16340 1800mAh (UltraFire - from china ~$2/ea) - Similar to above battery with about half as much capacity, capacity only overstated by 2000%.

Note - I like the 18650 batteries scavenged from old laptop battery packs along with a module charger (search ebay "5V Micro USB 16340 18650 lithium Battery Shield V3 ESP32 Battery Holder Module") for powering esp projects, very convenient module with usb charging and 3 and 5v regulated outputs all built in for about $3.

1/10/2020 - Got the charger breadboarded and working on the GTL 18650 battery, battery started at 3.52 volts and after a half hour of 200mA charging rest voltage of battery was 3.99v, confirming a total charge capacity of about 200mAh (2% of advertised capacity - wow). 

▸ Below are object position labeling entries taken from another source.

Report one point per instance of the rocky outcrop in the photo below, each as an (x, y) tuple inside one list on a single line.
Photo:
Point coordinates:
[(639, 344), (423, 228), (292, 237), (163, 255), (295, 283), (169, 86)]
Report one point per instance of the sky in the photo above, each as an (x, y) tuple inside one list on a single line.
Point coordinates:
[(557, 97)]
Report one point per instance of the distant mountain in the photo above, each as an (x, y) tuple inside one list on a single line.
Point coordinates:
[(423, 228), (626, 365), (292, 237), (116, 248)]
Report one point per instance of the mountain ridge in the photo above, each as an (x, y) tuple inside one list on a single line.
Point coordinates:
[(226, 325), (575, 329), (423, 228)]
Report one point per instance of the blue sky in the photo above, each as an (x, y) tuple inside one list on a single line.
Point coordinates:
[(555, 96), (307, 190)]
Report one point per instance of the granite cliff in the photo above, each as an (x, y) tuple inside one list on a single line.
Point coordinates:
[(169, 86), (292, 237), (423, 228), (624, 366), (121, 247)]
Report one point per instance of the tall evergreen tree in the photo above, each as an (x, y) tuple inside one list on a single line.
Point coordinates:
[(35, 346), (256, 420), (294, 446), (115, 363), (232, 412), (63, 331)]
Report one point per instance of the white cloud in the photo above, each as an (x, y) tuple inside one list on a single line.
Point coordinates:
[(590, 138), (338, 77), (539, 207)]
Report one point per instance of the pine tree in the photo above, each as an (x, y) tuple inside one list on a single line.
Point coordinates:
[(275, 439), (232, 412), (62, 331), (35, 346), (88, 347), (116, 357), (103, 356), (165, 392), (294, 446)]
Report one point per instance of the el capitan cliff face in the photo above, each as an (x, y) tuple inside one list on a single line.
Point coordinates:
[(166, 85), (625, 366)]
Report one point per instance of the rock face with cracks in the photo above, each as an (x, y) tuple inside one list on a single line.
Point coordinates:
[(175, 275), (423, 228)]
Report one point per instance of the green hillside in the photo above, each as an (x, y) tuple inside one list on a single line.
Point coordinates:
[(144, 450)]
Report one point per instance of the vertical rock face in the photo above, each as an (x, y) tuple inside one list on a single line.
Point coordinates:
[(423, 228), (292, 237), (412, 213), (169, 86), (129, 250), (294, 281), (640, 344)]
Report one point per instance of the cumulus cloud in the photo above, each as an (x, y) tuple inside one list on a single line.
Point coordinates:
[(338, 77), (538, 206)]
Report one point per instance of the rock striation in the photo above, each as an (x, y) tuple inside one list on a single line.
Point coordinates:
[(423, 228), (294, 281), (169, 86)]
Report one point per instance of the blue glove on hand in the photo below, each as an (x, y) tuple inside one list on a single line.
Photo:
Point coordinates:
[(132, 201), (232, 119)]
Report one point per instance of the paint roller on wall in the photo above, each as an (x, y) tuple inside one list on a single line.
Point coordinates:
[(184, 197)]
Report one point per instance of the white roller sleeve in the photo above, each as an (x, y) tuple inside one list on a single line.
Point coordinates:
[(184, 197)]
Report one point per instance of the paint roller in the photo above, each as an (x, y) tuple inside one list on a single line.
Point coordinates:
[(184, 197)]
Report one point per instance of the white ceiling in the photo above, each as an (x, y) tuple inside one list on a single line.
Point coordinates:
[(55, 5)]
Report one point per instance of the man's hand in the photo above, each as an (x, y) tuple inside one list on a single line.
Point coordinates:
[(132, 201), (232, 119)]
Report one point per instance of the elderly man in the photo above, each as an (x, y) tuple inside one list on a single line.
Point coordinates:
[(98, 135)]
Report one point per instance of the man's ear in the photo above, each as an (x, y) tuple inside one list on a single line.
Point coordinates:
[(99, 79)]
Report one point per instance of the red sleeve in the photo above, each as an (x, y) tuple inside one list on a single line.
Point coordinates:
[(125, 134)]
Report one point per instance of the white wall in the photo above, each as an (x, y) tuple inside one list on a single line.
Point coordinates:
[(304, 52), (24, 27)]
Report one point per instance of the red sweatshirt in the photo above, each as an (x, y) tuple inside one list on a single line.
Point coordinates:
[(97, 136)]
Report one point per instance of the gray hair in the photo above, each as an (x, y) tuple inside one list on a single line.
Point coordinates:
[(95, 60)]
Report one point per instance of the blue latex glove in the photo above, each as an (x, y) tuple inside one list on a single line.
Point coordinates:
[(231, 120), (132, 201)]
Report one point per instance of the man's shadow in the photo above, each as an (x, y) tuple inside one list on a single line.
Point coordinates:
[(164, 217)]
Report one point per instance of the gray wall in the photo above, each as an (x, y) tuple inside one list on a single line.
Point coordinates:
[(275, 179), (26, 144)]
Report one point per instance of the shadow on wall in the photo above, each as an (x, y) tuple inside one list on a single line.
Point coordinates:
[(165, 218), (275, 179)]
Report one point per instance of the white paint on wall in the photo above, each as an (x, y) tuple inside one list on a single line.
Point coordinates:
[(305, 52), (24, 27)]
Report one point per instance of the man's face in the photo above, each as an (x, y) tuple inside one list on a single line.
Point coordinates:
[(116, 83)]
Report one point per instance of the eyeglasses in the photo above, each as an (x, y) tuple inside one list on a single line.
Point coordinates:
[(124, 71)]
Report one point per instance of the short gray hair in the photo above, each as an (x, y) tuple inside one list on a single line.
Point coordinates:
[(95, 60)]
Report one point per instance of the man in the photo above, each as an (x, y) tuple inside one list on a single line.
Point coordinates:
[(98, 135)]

1/11/2020 - Added a screen shot of 18650 battery being charged at one amp with 0.5mAh of charge current. On the graphic the red line is the battery voltage, the black line is the voltage across the FET and the green line is the voltage across the 0.51 ohm source follower resistance, the current is controlled by changing gate voltage so that the correct voltage across the resistor is obtained. Notice that the charging current is off several times during this trace, this is where the voltage across the source follower is zero volts. In order for the charging current to flow into the battery the voltage has to be increased by about a quarter of a volt in this case, in order to monitor the charging state of the battery the current is shut off to read the voltage - the battery will be charged until the zero current voltage reaches ~4.2 volts. Notice on the graph that the zero charging current voltage was measured at several intervals, between these points 1 Amp of current was pushed into the battery - as the total number of electrons pushed into the battery increased (mAh) so did the battery voltage.

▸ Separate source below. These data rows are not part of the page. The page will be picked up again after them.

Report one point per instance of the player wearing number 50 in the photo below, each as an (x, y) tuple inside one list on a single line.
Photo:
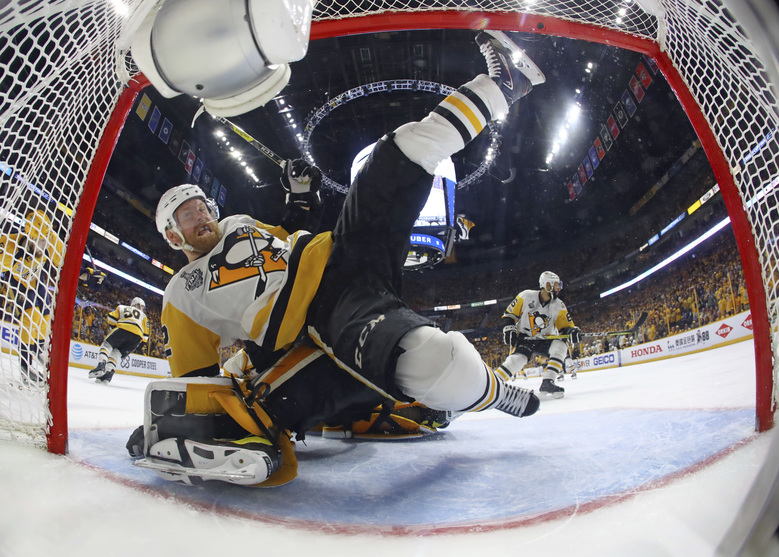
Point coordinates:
[(527, 322), (130, 329)]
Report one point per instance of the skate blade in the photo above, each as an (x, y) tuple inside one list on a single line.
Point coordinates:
[(205, 473), (528, 68), (552, 395)]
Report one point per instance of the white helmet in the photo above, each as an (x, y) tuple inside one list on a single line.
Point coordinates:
[(550, 282), (172, 200)]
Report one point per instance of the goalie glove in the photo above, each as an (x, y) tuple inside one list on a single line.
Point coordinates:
[(240, 366), (509, 335), (574, 333), (301, 181)]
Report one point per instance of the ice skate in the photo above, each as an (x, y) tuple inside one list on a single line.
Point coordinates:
[(508, 65), (549, 390), (105, 378), (518, 402), (247, 461), (97, 371)]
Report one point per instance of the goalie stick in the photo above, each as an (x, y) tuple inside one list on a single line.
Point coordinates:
[(640, 321), (267, 151)]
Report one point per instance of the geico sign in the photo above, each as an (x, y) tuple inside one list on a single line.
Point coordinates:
[(645, 351), (602, 360)]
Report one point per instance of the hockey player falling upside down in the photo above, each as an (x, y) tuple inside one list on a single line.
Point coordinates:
[(250, 281)]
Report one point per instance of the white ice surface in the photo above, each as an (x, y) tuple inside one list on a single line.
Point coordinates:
[(51, 505)]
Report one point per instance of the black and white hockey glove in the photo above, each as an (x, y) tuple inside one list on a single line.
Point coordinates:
[(135, 443), (574, 333), (301, 181), (509, 335), (240, 366)]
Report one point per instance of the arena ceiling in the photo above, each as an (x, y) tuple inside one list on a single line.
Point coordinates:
[(521, 204)]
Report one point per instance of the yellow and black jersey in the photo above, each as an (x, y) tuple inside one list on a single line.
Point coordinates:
[(130, 319), (535, 319), (256, 284)]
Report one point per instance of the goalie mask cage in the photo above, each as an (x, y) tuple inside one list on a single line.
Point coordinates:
[(67, 86)]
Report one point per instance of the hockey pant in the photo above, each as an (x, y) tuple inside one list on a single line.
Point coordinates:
[(357, 316), (304, 390), (524, 348)]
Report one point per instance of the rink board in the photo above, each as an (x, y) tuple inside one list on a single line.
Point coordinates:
[(476, 474)]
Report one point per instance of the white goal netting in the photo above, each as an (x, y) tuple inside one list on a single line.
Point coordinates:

Explanation of noise - The noise on the right hand side of the graph is an artifact of my data decimation process. Data is collected every second until the number of points graphed reaches 128, at that point the 128 points are averaged to produce 64 points and every second data point is graphed and the time scale adjusted, this process is iterated so that the the entire interval from start is stored in the esp data table. The graph shows single measurement points for the latest collected data while the data at the beginning of the graph has been averaged over 16 samples in this case. I should probably modify the program to average the collected data instead of tossing 15 of 16 measurements on the right hand side.

1/14/2020 - Decided to build with built-in 20 ohm switchable load power resister with ability to add external load to battery power socket. For a power supply plan on using an external adjustable voltage supply with help from web page to adjust the optimum voltage. Both of these choices were made in order to simplify the management of waste power within the unit - figure I can handle a few watts within the unit that I build much easier than trying to handle up to fifty watts. 

1/25/2020 - Tried out EasyEDA for the first time. Loaded in schematic, designed PCB and ordered from JLC ($2 + $6.33 shipping - show take about three weeks).